Interviews to appoint a new Chief Justice are imminent. The Judicial Services Commission have to undertake this important function. It will decide who will be Gibraltar's Chief Justice until the chosen appointee is 67 or perhaps even 72.
Substantial judicial experience is a necessary attribute before someone is appointed to this senior judicial post. Relative youth not only lacks this experience but also builds in a tenure that will be excessively long. Holding a post of such importance for too long is not conducive to the vitality and impartiality that are requisites of the judicial process.
More importantly, however, Gibraltar having just been through the tortuous and unsettling process of removal of the last incumbent should aim to appoint someone who will bring stability to the judicial system.
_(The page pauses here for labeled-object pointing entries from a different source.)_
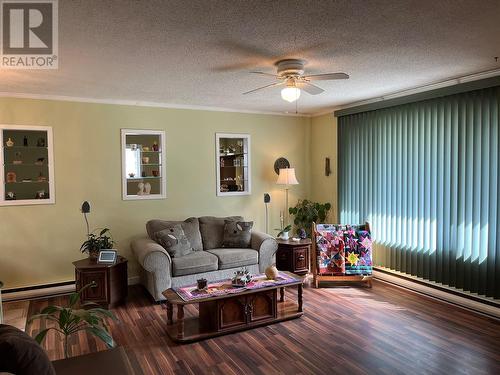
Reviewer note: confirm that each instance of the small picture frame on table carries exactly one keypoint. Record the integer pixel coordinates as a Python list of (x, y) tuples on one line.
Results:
[(107, 257)]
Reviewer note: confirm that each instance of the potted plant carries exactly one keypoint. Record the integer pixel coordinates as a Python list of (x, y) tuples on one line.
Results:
[(96, 242), (307, 212), (70, 320)]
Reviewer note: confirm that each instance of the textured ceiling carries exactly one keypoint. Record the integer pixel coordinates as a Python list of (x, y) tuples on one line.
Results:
[(199, 53)]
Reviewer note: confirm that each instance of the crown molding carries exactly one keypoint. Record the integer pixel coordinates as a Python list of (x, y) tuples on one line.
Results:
[(138, 103)]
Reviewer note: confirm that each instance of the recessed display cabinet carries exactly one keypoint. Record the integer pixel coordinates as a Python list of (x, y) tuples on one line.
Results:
[(27, 160), (143, 164), (233, 164)]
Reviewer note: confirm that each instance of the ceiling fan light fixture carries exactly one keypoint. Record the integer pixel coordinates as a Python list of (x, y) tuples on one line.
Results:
[(290, 94)]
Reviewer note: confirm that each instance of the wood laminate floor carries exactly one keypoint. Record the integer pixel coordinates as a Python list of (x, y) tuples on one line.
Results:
[(383, 330)]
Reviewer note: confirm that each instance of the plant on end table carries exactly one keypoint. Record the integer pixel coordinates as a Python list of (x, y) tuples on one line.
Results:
[(70, 320), (96, 242), (307, 212)]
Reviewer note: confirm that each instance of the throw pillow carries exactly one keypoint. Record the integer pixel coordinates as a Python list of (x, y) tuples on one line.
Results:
[(237, 234), (174, 241)]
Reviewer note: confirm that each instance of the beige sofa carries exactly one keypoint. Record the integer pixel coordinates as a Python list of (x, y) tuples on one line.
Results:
[(209, 260)]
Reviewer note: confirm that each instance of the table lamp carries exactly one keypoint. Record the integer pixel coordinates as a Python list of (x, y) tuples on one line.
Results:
[(287, 178)]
Experience and the confidence born of experience is what is needed to achieve this.
Of course Gibraltar should aspire and indeed aim to appoint Gibraltarians to this post. It should not rush headlong to do so just for the sake of achieving such a laudable ambition.
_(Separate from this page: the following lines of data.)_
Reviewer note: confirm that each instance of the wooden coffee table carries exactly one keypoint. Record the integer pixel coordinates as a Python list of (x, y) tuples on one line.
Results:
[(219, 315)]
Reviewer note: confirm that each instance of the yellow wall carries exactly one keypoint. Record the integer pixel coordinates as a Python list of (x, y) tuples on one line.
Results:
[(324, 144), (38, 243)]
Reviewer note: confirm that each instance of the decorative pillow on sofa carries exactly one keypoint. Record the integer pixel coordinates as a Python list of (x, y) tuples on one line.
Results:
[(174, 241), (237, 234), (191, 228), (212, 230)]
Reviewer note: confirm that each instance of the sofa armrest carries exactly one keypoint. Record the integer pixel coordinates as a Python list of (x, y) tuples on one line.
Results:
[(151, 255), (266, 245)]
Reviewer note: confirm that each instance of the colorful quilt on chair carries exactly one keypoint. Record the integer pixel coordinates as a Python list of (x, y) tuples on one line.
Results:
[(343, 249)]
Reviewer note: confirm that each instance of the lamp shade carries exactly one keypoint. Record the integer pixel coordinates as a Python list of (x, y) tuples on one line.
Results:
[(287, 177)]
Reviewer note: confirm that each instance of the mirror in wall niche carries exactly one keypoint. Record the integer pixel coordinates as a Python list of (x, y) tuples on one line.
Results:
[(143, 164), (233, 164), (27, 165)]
Judge Anthony Dudley has done excellently well during his tenure as acting Chief Justice. Undoubtedly the time will come for him to be appointed to that post but has that time arrived yet? He is relatively young. His experience over the last 2 years has been enormous but to be appointed now could be premature. Certainly to be in that post potentially for in excess of 25 years is daunting. It is unlikely, also, to be conducive to a vibrant judicial system.